Ce programme verra ses bureaux diminuer de 32 à 6, indiquent les communiqués des deux syndicats, «pour concorder avec ceux du Service des poursuites pénales du Canada (SPPC) et de la GRC».

Au total, 415 postes syndiqués sont touchés par cette réorganisation, dont plusieurs au Québec. Certains employés seront mutés dans ces six bureaux pour travailler aux enquêtes, tandis que d'autres pourraient se voir offrir un simple poste en vérification. Les six bureaux seront situés à Halifax, Montréal, Ottawa, Toronto Nord, Edmonton et Vancouver.

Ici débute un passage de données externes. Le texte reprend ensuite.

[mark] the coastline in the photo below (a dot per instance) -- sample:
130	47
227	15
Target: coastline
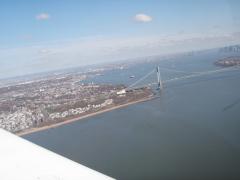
37	129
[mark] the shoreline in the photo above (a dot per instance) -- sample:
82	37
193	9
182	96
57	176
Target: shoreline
37	129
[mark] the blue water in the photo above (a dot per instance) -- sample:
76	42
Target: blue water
192	131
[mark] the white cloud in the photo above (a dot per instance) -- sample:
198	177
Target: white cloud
142	18
43	16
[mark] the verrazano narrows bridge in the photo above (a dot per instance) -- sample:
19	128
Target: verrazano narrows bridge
160	83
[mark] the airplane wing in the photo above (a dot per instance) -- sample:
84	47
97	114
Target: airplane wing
21	159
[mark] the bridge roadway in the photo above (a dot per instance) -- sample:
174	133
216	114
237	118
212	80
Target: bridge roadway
192	75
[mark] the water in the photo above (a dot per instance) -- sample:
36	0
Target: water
192	131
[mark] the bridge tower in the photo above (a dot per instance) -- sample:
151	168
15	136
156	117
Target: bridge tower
159	83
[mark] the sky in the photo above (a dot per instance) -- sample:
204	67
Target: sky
44	35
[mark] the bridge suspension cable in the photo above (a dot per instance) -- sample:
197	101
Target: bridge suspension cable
201	74
141	79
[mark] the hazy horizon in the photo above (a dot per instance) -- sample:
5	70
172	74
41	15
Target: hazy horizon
50	35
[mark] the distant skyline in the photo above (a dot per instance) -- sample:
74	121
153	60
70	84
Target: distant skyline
44	35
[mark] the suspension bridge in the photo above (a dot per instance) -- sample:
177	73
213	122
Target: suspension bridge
160	83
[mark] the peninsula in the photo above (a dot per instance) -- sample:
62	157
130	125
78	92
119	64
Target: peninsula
36	105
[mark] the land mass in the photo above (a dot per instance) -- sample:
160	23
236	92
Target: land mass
36	105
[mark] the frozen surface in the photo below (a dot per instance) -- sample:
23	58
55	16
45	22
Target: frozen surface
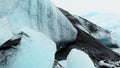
106	21
35	51
40	15
79	59
5	31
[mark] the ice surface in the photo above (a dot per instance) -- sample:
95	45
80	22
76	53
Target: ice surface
107	21
5	30
40	15
35	51
79	59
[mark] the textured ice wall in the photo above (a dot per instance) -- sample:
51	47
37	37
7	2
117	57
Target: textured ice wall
35	51
79	59
40	15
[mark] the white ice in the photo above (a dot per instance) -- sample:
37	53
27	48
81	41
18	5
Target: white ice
79	59
35	51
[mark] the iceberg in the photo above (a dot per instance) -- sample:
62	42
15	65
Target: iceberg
40	15
35	51
79	59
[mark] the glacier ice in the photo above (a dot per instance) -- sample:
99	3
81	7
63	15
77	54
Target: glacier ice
35	51
79	59
40	15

D'autres divisions de l'Agence sont touchées, notamment le Programme de divulgation volontaire, le Programme des indices provenant de dénonciateurs et le Programme des conseillers techniques. Ce dernier est carrément abandonné.

La gestion des bureaux des services fiscaux (BSF) dans les diverses régions sera regroupée. Par exemple, le bureau de Laval devient responsable des BSF de l'Outaouais et de Rouyn-Noranda.

Certains voient d'un bon oeil la réorganisation, tandis que d'autres s'interrogent sur les risques d'abolir une source de revenus. Au gouvernement du Québec, l'Agence du revenu du Québec fait exactement l'inverse et embauche à pleine porte.

Il nous a été impossible de parler à un responsable de l'Agence du revenu du Canada au cours des deux derniers jours. Le porte-parole Noël Carisse nous a transmis un courriel en fin de journée hier.

«L'Agence du revenu du Canada doit faire sa part en vue de réduire le déficit. Étant donné que ces changements consistent principalement en une restructuration au niveau de la gestion, ils ne toucheront pas les services offerts aux Canadiens. Les ressources utilisées pour identifier et résoudre les cas de fraudes ou ceux qui tentent de tirer profit d'activités illégales ne seront pas réduites», a soutenu M. Carisse.

Le porte-parole fait valoir qu'au contraire, «les changements renforceront [les] capacités de poursuivre criminellement ceux qui commettent ces crimes liés à l'impôt», notamment grâce à une collaboration plus étroite avec la GRC et le Service des poursuites pénales du Canada.